Alles nur Täuschung?! Wie uns das Gehirn austrickst!

Täuschung
Illustration: Romana Semadeni

Das Gehirn ist etwas Faszinierendes. Es ermöglicht uns, unsere Umwelt wahrzunehmen, zu interpretieren und mit ihr zu interagieren. Dabei arbeitet unser Gehirn im Verborgenen und wir bekommen nicht immer mit, was das Gehirn mit der Information anstellt, die wir über unsere Sinnesorgane, Auge, Ohr, Haut wahrnehmen.    

Besonders deutlich wird das bei Täuschungen unserer Wahrnehmung.
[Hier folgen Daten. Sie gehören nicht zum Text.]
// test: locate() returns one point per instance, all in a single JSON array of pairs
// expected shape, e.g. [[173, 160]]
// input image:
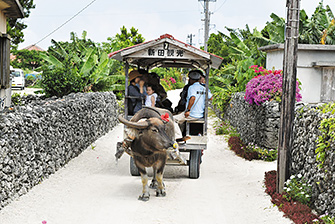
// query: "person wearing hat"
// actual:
[[195, 105], [136, 92], [192, 78]]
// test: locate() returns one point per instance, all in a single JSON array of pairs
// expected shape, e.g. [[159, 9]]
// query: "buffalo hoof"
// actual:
[[144, 197], [160, 193], [154, 184]]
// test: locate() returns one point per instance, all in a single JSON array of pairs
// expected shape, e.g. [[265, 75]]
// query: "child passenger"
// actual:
[[150, 99]]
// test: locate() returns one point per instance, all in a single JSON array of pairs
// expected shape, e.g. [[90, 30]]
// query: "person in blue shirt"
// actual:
[[195, 105]]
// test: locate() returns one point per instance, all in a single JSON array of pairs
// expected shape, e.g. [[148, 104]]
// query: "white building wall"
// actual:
[[309, 76], [3, 26]]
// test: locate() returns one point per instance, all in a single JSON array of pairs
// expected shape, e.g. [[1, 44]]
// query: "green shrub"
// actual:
[[297, 189], [61, 81]]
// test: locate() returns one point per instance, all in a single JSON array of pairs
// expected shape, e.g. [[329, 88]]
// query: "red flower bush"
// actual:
[[266, 86], [297, 212]]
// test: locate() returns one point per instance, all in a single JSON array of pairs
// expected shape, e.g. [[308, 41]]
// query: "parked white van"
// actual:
[[18, 80]]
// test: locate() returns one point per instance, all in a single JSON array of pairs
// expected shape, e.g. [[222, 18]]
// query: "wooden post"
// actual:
[[288, 97], [126, 71]]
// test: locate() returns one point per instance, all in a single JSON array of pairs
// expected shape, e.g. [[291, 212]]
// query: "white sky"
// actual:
[[152, 18]]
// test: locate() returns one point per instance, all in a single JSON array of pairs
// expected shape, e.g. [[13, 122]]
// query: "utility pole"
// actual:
[[190, 36], [207, 19], [288, 98]]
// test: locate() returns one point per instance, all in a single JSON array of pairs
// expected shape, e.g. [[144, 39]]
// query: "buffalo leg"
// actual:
[[154, 184], [159, 166], [145, 188], [160, 191]]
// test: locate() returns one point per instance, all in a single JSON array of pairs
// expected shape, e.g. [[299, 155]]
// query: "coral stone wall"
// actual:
[[306, 133], [260, 125], [39, 138], [256, 124]]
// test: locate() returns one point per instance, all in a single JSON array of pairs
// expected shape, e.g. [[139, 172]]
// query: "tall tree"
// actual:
[[15, 26], [123, 39]]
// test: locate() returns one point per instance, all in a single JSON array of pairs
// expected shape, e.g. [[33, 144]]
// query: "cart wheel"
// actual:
[[194, 167], [133, 168]]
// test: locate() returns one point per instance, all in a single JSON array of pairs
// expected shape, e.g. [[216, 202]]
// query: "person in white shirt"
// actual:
[[150, 99]]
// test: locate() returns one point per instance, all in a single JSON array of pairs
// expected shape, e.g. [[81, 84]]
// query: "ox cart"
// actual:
[[165, 52]]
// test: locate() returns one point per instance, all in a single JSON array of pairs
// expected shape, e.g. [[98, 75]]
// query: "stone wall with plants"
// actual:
[[313, 155], [42, 135], [256, 124]]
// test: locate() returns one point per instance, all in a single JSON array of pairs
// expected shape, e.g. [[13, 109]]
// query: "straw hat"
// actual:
[[195, 74], [134, 74]]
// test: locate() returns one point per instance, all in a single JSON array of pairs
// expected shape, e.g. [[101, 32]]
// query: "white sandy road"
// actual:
[[92, 189]]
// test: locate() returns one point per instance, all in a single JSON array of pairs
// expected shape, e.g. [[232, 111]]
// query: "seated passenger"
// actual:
[[150, 99], [183, 96], [195, 106], [136, 93]]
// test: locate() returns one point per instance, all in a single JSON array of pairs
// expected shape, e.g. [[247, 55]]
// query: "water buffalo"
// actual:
[[150, 139]]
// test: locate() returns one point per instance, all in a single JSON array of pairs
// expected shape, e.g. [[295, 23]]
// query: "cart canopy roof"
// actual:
[[166, 51]]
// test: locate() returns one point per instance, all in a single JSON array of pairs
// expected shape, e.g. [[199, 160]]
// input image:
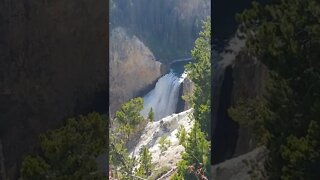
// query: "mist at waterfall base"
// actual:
[[163, 99]]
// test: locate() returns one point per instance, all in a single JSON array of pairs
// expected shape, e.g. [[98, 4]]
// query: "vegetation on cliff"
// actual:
[[195, 161], [285, 36], [69, 152]]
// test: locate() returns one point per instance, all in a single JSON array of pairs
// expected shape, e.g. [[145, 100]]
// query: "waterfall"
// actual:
[[163, 98]]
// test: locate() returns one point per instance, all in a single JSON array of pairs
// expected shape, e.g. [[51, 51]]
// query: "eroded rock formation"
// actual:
[[133, 68]]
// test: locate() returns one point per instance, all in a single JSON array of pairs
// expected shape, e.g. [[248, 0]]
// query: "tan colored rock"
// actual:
[[132, 68]]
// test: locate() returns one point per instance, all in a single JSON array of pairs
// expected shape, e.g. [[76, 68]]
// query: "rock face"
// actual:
[[53, 64], [186, 88], [168, 27], [133, 68], [237, 76], [249, 80], [244, 167], [167, 127]]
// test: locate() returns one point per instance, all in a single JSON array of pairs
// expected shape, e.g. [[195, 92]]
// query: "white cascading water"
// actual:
[[164, 97]]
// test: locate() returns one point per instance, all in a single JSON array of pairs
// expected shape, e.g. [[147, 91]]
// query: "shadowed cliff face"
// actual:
[[242, 77], [168, 27], [53, 63], [132, 68], [225, 132]]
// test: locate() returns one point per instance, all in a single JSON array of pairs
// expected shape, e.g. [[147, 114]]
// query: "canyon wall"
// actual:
[[53, 65], [168, 27], [133, 68]]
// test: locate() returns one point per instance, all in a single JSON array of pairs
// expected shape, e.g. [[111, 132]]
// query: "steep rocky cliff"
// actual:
[[238, 76], [168, 27], [245, 167], [53, 65], [133, 68]]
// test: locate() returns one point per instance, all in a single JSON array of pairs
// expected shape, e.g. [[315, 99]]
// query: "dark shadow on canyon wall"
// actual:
[[225, 132]]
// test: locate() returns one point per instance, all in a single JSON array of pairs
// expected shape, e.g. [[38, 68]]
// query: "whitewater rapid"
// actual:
[[164, 97], [168, 127]]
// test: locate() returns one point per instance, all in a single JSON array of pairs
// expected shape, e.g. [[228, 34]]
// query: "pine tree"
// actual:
[[145, 163], [151, 115], [196, 155], [285, 36], [129, 116], [199, 72], [69, 152]]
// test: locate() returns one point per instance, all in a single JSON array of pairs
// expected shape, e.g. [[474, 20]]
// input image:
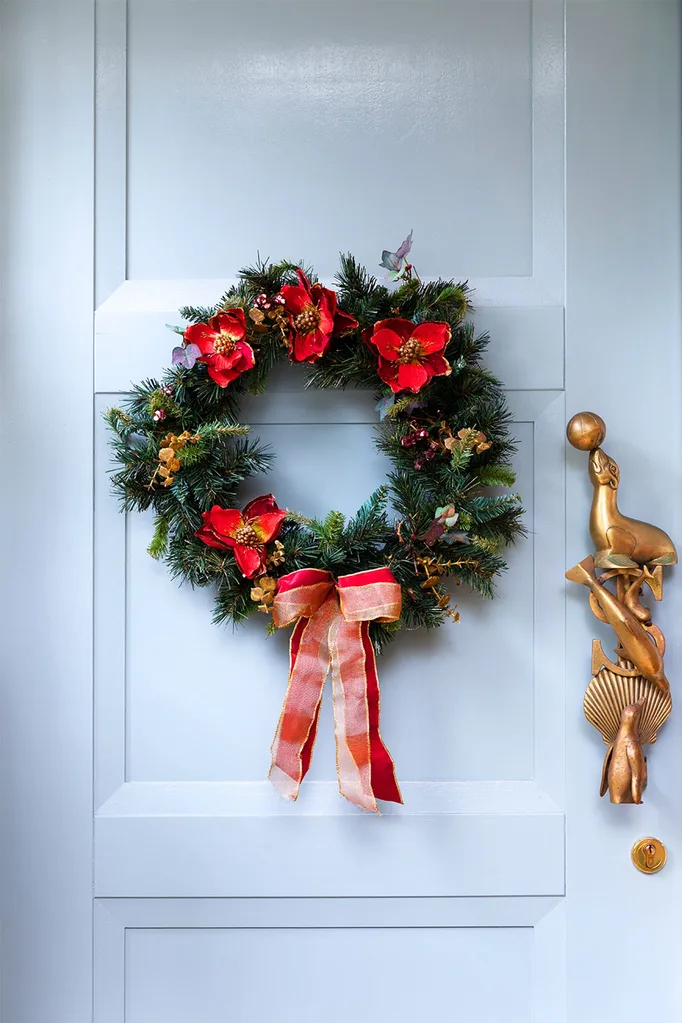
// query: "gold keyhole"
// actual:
[[649, 855]]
Sie sind faszinierende Beispiele für die Anpassung unserer Wahrnehmung an die Umgebung. Das menschliche Gehirn nimmt nicht einfach ungefiltert alles wahr, was auf der Oberfläche der Sinnesorgane eintrifft. Ganz im Gegenteil, es wählt aus und tut dies oft auf Basis von Vorwissen und generellen Annahmen wie zum Beispiel der Tatsache, dass Dinge, die weiter von uns entfernt sind, kleiner erscheinen als Dinge, die näher bei uns sind.    

In der Vorlesung werden wir uns anschauen, wie das Gehirn des Menschen sich vom Säuglingsalter bis zum Erwachsenenalter entwickelt und wie sich damit die Wahrnehmung verändert (oder auch nicht). Die Entwicklung der Wahrnehmung werden wir insbesondere anhand verschiedener optischer Täuschungen diskutieren. 
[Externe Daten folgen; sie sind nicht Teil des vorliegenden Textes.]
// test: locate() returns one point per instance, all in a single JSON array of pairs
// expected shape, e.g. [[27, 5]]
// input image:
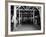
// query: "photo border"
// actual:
[[30, 3]]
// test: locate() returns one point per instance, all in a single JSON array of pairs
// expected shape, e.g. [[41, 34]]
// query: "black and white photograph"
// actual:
[[25, 18]]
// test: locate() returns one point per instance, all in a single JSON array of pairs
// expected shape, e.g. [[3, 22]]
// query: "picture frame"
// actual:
[[16, 5]]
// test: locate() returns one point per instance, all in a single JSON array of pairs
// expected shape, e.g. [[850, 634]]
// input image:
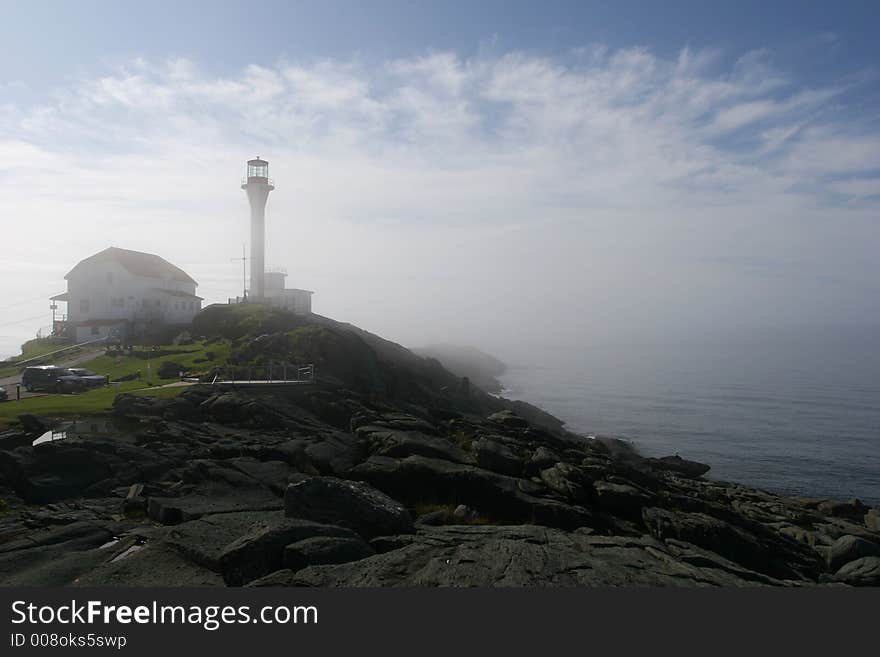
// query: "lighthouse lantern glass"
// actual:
[[258, 169]]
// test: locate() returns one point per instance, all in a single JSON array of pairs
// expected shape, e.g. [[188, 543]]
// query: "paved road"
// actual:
[[11, 381]]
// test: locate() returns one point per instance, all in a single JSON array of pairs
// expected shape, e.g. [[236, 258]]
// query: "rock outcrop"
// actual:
[[319, 486]]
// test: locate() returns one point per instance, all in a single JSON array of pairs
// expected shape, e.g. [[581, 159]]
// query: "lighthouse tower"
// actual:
[[258, 185]]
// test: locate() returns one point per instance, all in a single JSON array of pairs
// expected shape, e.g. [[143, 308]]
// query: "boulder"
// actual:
[[497, 457], [508, 419], [849, 548], [417, 479], [760, 550], [680, 466], [351, 504], [319, 550], [851, 510], [400, 444], [524, 555], [542, 459], [625, 499], [567, 480], [861, 572], [261, 550]]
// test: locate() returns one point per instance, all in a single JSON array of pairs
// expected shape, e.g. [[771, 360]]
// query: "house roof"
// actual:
[[177, 293], [137, 264]]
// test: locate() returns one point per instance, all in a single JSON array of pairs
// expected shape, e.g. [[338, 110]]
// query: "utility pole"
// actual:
[[244, 260]]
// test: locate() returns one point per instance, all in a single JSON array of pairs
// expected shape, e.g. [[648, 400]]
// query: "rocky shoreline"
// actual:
[[410, 478]]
Moritz Daum: Mehr über mich...

Geboren wurde ich 1973 in Baden im Kanton Aargau. Nach Schulbesuchen in Brugg und Aarau habe ich dann in Zürich studiert. Zunächst habe ich mich für die Biologie interessiert, dann aber bald gemerkt, dass mich am allermeisten das Denken, Wahrnehmen und Tun des Menschen interessiert und vor allem, wie sich das entwickelt. Deswegen habe ich dann an der Universität Zürich Psychologie studiert und dort auch meine Doktorarbeit geschrieben. Nach der Doktorarbeit habe ich zwei Jahre in München und sechs Jahre in Leipzig am Max-Planck-Institut für Kognitions- und Neurowissenschaften gearbeitet, um die Entwicklung des Denkens von ganz kleinen Kindern zu untersuchen. Seit Sommer 2012 bin ich wieder zurück an der Universität Zürich.  
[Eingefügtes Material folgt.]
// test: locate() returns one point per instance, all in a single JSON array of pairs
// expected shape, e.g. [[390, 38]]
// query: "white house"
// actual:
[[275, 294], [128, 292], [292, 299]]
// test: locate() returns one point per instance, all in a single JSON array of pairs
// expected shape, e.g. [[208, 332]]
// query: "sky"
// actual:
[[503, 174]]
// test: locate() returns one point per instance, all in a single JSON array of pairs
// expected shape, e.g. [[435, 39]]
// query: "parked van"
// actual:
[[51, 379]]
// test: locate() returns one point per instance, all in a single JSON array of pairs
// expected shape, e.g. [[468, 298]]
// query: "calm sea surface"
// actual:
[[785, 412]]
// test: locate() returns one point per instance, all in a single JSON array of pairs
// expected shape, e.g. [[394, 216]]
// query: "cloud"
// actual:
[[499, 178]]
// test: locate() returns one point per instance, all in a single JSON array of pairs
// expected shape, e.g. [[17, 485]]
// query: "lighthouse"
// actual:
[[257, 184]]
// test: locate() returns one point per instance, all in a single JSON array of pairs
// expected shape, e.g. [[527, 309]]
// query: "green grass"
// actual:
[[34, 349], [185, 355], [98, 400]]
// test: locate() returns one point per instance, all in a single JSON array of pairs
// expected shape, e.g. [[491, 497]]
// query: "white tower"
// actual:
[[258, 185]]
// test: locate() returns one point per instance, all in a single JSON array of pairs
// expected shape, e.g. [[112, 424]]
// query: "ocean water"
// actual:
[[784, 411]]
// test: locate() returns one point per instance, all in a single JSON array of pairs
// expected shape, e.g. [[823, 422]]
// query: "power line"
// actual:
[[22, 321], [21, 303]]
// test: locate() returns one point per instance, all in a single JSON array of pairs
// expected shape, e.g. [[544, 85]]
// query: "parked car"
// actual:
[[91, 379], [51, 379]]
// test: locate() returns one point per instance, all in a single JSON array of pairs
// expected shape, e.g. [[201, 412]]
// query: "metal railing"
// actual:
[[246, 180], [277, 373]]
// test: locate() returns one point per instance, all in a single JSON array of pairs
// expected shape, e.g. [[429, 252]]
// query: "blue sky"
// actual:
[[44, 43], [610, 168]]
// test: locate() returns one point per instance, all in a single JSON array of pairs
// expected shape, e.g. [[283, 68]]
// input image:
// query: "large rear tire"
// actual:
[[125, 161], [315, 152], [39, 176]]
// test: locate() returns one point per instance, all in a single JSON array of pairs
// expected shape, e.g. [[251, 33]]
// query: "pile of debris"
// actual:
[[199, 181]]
In meiner Forschung beschäftige ich mich gemeinsam mit meinem Forschungsteam, den «kleinen Weltentdeckern», mit der Entwicklung von Kindern. Kinder lernen jeden Tag Neues und versetzen uns Erwachsene immer wieder in Erstaunen. Genau dieses Staunen über die kindliche Entwicklung haben wir uns zum Beruf gemacht. Der Schwerpunkt unserer Forschung ist die sozial-kognitive Entwicklung im frühen Kindesalter. Wir untersuchen, wie Kinder die soziale Umwelt verstehen, wie sie lernen zu verstehen, was andere Menschen denken, sagen und tun und was zum Beispiel im Gehirn passiert, wenn wir mehr als nur eine Sprache sprechen.  

Wann und wo?

Mittwoch, 2. November 2022, 15.00 Uhr.

Die Vorlesung findet am Campus Irchel (Y24-G-45) statt.